If you ever find yourself as disoriented as I was... My troubles were not caused by CORS (I have complete control over the server(s) and CORS settings were correct!).

The root of my problem stemmed from using Android platform level 28 which disables cleartext network communications by default, while attempting to develop an app that connects to my laptop's IP address (where the API server is hosted). The URL for the API base is something like http://[LAPTOP_IP]:8081. Since it's not using https, the Android webview blocked all network traffic between the phone/emulator and the server on my laptop. To resolve this issue:

Implement a network security configuration

Create a new file in the project: resources/android/xml/network_security_config.xml

<?xml version="1.0" encoding="utf-8"?>
<network-security-config>
  <!-- Set application-wide security config -->
  <base-config cleartextTrafficPermitted="true"/>
</network-security-config>

NOTE: Exercise caution when implementing this, as it allows all cleartext traffic from your app (without being forced to use HTTPS). You can add further restrictions if necessary.

Referencing the configuration in the main config.xml file

<platform name="android">
    ...
    <edit-config file="app/src/main/AndroidManifest.xml" mode="merge" target="/manifest/application" xmlns:android="http://schemas.android.com/apk/res/android">
        <application android:networkSecurityConfig="@xml/network_security_config" />
    </edit-config>
    <resource-file src="resources/android/xml/network_security_config.xml" target="app/src/main/res/xml/network_security_config.xml" />
    ....
</platform>

That's all there is to it! After rebuilding the APK, the app could effectively communicate from both the emulator and phone.

For more information on network security: https://developer.android.com/training/articles/security-config.html#CleartextTrafficPermitted

If you're working with a .NET Core application, this solution could be just what you need!

It's important to note that this issue may not necessarily be an Angular or other request error in your front end application.

First off, make sure to include the Microsoft CORS Nuget package:

Install-Package Microsoft.AspNetCore.Cors

Then, add the CORS services in your startup.cs. In your ConfigureServices method, ensure it looks something like this:

public void ConfigureServices(IServiceCollection services)
{
    services.AddCors();
}

Next, incorporate the CORS middleware into your app. In your startup.cs, within the Configure method, make sure it resembles the following:

public void Configure(IApplicationBuilder app, IHostingEnvironment env, 
ILoggerFactory loggerFactory)
{
    app.UseCors( options => 
    options.AllowAnyOrigin().AllowAnyMethod().AllowAnyHeader());
    app.UseMvc();
}

The options lambda employs a fluent API so you can customize it by adding or removing additional options as needed. While you have the option to use “AllowAnyOrigin” to accept any domain, I strongly advise against it as it can leave your app vulnerable to cross origin calls from unauthorized sources. Additionally, you can restrict cross origin calls to specific HTTP methods (e.g., GET/PUT/POST) to control which actions are accessible across domains.

Success! I was able to get it working again by disabling my ad blocker extension in Chrome. It seems like this error pops up occasionally when something is blocking HTTP in the browser.

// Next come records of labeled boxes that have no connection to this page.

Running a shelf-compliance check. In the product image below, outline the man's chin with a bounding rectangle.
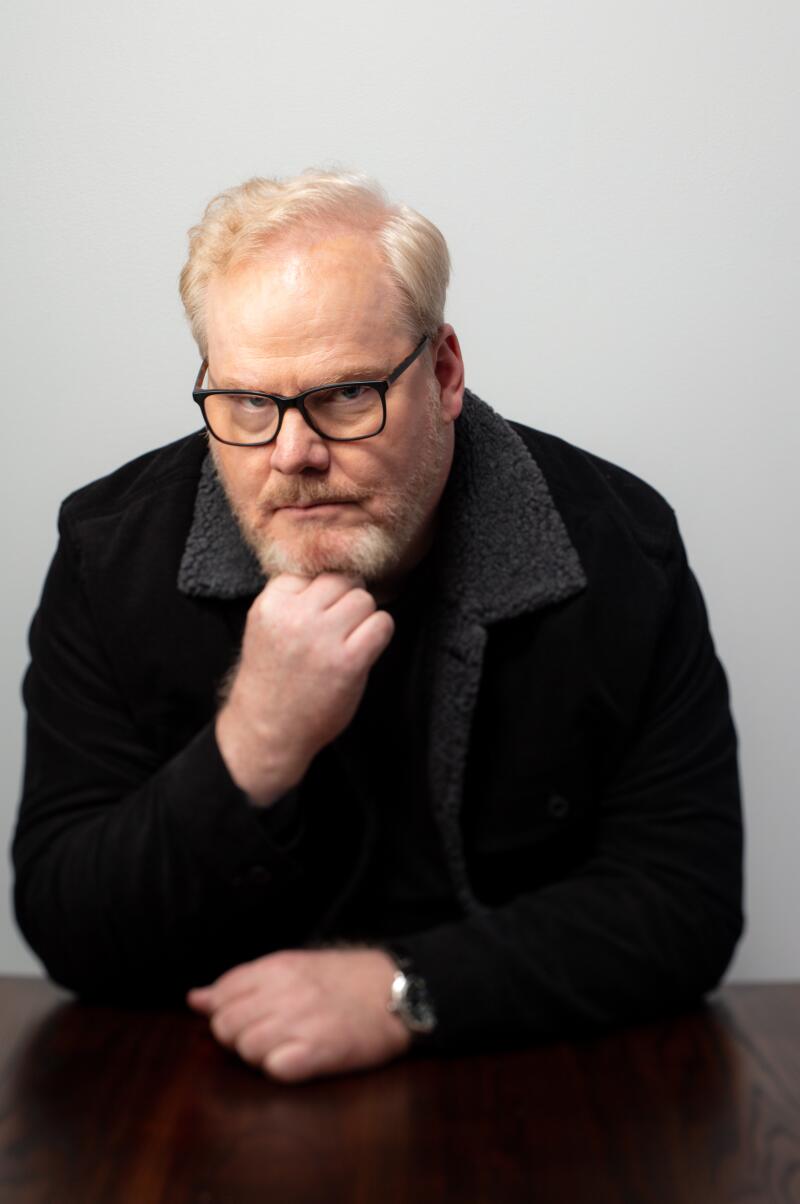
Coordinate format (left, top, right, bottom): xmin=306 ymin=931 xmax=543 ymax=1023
xmin=248 ymin=524 xmax=396 ymax=580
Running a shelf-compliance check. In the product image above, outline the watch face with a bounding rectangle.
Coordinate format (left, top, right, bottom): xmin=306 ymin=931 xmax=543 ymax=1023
xmin=402 ymin=974 xmax=436 ymax=1033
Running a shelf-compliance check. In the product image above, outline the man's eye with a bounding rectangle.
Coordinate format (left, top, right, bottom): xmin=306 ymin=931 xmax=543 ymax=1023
xmin=334 ymin=384 xmax=367 ymax=401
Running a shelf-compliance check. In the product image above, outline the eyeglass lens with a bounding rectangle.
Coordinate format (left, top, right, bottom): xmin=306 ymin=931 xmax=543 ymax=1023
xmin=206 ymin=384 xmax=383 ymax=443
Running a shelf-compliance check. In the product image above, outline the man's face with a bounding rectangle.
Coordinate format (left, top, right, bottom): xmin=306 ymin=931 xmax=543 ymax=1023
xmin=206 ymin=231 xmax=463 ymax=590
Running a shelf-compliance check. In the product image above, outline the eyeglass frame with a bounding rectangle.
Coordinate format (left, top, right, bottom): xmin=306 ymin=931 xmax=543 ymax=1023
xmin=192 ymin=335 xmax=429 ymax=448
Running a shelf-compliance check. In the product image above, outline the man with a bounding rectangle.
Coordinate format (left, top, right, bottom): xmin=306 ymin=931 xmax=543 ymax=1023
xmin=13 ymin=172 xmax=742 ymax=1081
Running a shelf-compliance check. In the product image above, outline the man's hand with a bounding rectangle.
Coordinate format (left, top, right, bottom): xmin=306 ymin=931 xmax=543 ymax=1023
xmin=187 ymin=949 xmax=411 ymax=1082
xmin=216 ymin=573 xmax=394 ymax=805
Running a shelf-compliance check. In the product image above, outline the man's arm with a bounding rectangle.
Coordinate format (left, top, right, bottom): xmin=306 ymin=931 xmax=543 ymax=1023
xmin=12 ymin=512 xmax=390 ymax=999
xmin=390 ymin=525 xmax=743 ymax=1046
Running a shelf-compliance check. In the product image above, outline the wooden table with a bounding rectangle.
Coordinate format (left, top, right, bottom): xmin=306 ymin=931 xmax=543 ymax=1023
xmin=0 ymin=978 xmax=800 ymax=1204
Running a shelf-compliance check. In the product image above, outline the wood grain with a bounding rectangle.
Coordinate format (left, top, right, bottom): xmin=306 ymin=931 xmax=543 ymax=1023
xmin=0 ymin=978 xmax=800 ymax=1204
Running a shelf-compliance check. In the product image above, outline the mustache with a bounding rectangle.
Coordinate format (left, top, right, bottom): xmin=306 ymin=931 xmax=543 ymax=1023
xmin=261 ymin=480 xmax=364 ymax=510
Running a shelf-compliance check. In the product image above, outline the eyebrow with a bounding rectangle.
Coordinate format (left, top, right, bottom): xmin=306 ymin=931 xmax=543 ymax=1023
xmin=207 ymin=364 xmax=388 ymax=396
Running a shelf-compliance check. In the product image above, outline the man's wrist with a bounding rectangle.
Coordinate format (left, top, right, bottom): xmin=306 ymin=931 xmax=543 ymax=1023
xmin=214 ymin=702 xmax=304 ymax=807
xmin=387 ymin=949 xmax=439 ymax=1040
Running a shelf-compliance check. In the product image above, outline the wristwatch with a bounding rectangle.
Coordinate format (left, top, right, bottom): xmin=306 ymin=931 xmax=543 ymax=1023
xmin=387 ymin=955 xmax=436 ymax=1033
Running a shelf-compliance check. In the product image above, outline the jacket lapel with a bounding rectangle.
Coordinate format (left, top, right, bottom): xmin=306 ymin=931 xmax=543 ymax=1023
xmin=428 ymin=390 xmax=587 ymax=913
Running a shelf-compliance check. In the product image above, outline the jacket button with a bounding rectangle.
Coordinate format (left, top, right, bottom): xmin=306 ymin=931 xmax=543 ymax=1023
xmin=231 ymin=866 xmax=272 ymax=886
xmin=547 ymin=795 xmax=570 ymax=820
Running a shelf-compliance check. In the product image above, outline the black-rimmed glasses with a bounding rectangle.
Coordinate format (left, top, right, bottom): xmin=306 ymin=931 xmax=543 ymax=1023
xmin=192 ymin=335 xmax=428 ymax=447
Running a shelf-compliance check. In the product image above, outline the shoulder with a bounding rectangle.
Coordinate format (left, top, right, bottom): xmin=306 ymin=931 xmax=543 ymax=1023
xmin=61 ymin=431 xmax=207 ymax=526
xmin=506 ymin=419 xmax=677 ymax=559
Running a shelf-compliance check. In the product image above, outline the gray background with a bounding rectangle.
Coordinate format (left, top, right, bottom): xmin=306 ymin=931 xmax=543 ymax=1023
xmin=0 ymin=0 xmax=800 ymax=979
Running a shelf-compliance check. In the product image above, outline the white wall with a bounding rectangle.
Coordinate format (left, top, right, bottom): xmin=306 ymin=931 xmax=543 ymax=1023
xmin=0 ymin=0 xmax=800 ymax=978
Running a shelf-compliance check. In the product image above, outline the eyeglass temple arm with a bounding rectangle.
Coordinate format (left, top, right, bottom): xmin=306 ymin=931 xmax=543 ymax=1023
xmin=387 ymin=335 xmax=428 ymax=384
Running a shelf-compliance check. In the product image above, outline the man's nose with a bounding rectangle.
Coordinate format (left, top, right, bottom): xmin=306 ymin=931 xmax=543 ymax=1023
xmin=270 ymin=409 xmax=330 ymax=476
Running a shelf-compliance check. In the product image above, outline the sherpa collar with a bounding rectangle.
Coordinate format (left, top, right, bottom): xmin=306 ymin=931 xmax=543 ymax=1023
xmin=178 ymin=389 xmax=586 ymax=624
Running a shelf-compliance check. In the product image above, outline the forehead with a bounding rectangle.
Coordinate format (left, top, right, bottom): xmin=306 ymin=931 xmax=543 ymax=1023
xmin=206 ymin=231 xmax=407 ymax=376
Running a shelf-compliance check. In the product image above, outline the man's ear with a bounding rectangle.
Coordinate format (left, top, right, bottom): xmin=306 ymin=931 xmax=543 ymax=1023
xmin=433 ymin=325 xmax=464 ymax=423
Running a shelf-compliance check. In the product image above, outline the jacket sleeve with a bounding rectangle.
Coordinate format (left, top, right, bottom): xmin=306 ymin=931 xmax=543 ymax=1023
xmin=380 ymin=523 xmax=743 ymax=1047
xmin=12 ymin=518 xmax=361 ymax=1002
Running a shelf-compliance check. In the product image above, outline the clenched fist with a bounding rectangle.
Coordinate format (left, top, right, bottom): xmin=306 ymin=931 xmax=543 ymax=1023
xmin=216 ymin=573 xmax=394 ymax=805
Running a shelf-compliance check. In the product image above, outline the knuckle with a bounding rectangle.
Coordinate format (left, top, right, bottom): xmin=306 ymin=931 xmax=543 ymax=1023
xmin=211 ymin=1011 xmax=230 ymax=1045
xmin=236 ymin=1029 xmax=264 ymax=1064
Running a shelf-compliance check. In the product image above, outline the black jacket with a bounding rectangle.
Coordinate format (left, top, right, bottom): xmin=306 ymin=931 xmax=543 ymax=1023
xmin=13 ymin=393 xmax=742 ymax=1047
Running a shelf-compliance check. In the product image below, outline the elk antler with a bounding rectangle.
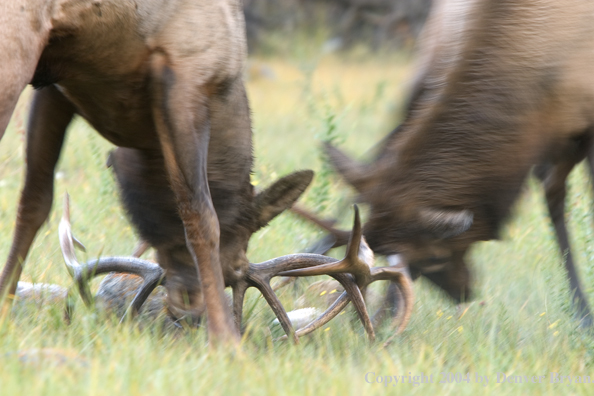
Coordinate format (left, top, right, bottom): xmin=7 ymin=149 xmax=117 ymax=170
xmin=233 ymin=210 xmax=375 ymax=342
xmin=59 ymin=194 xmax=165 ymax=321
xmin=60 ymin=195 xmax=375 ymax=342
xmin=279 ymin=205 xmax=414 ymax=335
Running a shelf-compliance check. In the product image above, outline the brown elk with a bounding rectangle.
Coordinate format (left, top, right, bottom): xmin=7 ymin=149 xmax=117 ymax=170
xmin=287 ymin=0 xmax=594 ymax=327
xmin=0 ymin=0 xmax=412 ymax=343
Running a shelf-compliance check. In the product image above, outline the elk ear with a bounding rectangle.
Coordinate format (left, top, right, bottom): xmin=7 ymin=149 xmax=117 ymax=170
xmin=324 ymin=142 xmax=367 ymax=192
xmin=419 ymin=208 xmax=473 ymax=239
xmin=254 ymin=170 xmax=314 ymax=229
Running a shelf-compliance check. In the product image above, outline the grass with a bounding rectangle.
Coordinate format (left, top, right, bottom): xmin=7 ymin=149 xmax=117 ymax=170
xmin=0 ymin=45 xmax=594 ymax=395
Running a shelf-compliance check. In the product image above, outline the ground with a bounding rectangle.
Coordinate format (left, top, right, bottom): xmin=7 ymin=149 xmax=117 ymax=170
xmin=0 ymin=41 xmax=594 ymax=395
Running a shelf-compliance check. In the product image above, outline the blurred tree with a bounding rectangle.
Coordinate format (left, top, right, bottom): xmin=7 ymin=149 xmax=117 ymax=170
xmin=244 ymin=0 xmax=432 ymax=50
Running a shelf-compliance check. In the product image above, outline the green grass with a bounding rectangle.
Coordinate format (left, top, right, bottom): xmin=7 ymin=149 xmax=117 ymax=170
xmin=0 ymin=50 xmax=594 ymax=395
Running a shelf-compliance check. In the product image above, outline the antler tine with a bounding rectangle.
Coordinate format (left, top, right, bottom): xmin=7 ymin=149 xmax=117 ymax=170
xmin=240 ymin=209 xmax=375 ymax=340
xmin=280 ymin=205 xmax=414 ymax=334
xmin=58 ymin=193 xmax=92 ymax=306
xmin=59 ymin=194 xmax=165 ymax=320
xmin=279 ymin=205 xmax=374 ymax=286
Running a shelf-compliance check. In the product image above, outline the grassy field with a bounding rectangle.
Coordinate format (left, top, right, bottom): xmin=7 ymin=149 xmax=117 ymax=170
xmin=0 ymin=44 xmax=594 ymax=396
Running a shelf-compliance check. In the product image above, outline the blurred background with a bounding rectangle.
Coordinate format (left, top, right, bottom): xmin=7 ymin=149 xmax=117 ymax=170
xmin=244 ymin=0 xmax=431 ymax=52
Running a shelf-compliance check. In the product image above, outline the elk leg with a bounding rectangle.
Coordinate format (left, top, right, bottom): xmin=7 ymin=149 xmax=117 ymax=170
xmin=544 ymin=161 xmax=592 ymax=327
xmin=151 ymin=53 xmax=239 ymax=342
xmin=0 ymin=1 xmax=51 ymax=139
xmin=0 ymin=86 xmax=75 ymax=317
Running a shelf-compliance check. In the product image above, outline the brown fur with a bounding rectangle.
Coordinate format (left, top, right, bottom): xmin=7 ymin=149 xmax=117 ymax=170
xmin=329 ymin=0 xmax=594 ymax=324
xmin=0 ymin=0 xmax=311 ymax=341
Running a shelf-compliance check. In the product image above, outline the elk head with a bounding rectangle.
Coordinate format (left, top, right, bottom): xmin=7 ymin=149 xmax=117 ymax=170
xmin=60 ymin=149 xmax=412 ymax=340
xmin=292 ymin=143 xmax=473 ymax=301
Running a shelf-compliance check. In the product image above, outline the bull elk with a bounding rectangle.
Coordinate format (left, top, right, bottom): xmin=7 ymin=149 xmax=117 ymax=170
xmin=0 ymin=0 xmax=412 ymax=344
xmin=293 ymin=0 xmax=594 ymax=327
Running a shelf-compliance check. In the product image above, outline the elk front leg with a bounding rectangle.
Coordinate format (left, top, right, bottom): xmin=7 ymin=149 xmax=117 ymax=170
xmin=152 ymin=54 xmax=239 ymax=342
xmin=0 ymin=86 xmax=75 ymax=317
xmin=539 ymin=160 xmax=592 ymax=328
xmin=0 ymin=1 xmax=51 ymax=139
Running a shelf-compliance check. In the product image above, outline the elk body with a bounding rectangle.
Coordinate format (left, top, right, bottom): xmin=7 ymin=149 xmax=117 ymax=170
xmin=293 ymin=0 xmax=594 ymax=326
xmin=0 ymin=0 xmax=414 ymax=343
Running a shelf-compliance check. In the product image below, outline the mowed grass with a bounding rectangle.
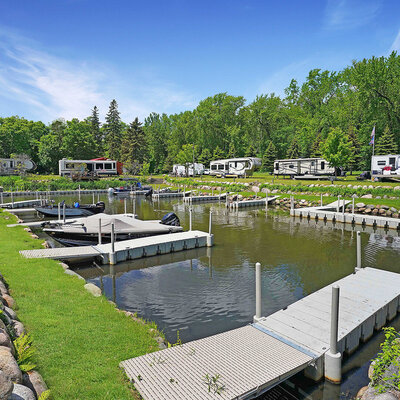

https://i.sstatic.net/KWM8j.png

I encountered an issue due to a server side JsonSerializerException.

While processing the request, an unhandled exception occurred: Newtonsoft.Json.JsonSerializationException: The type is causing a self referencing loop...

The response from the client was:

POST http://localhost:61495/api/Action net::ERR_INCOMPLETE_CHUNKED_ENCODING
ERROR HttpErrorResponse {headers: HttpHeaders, status: 0, statusText: "Unknown Error", url: null, ok: false, ...}

Simplifying the response type by removing the loops resolved the issue.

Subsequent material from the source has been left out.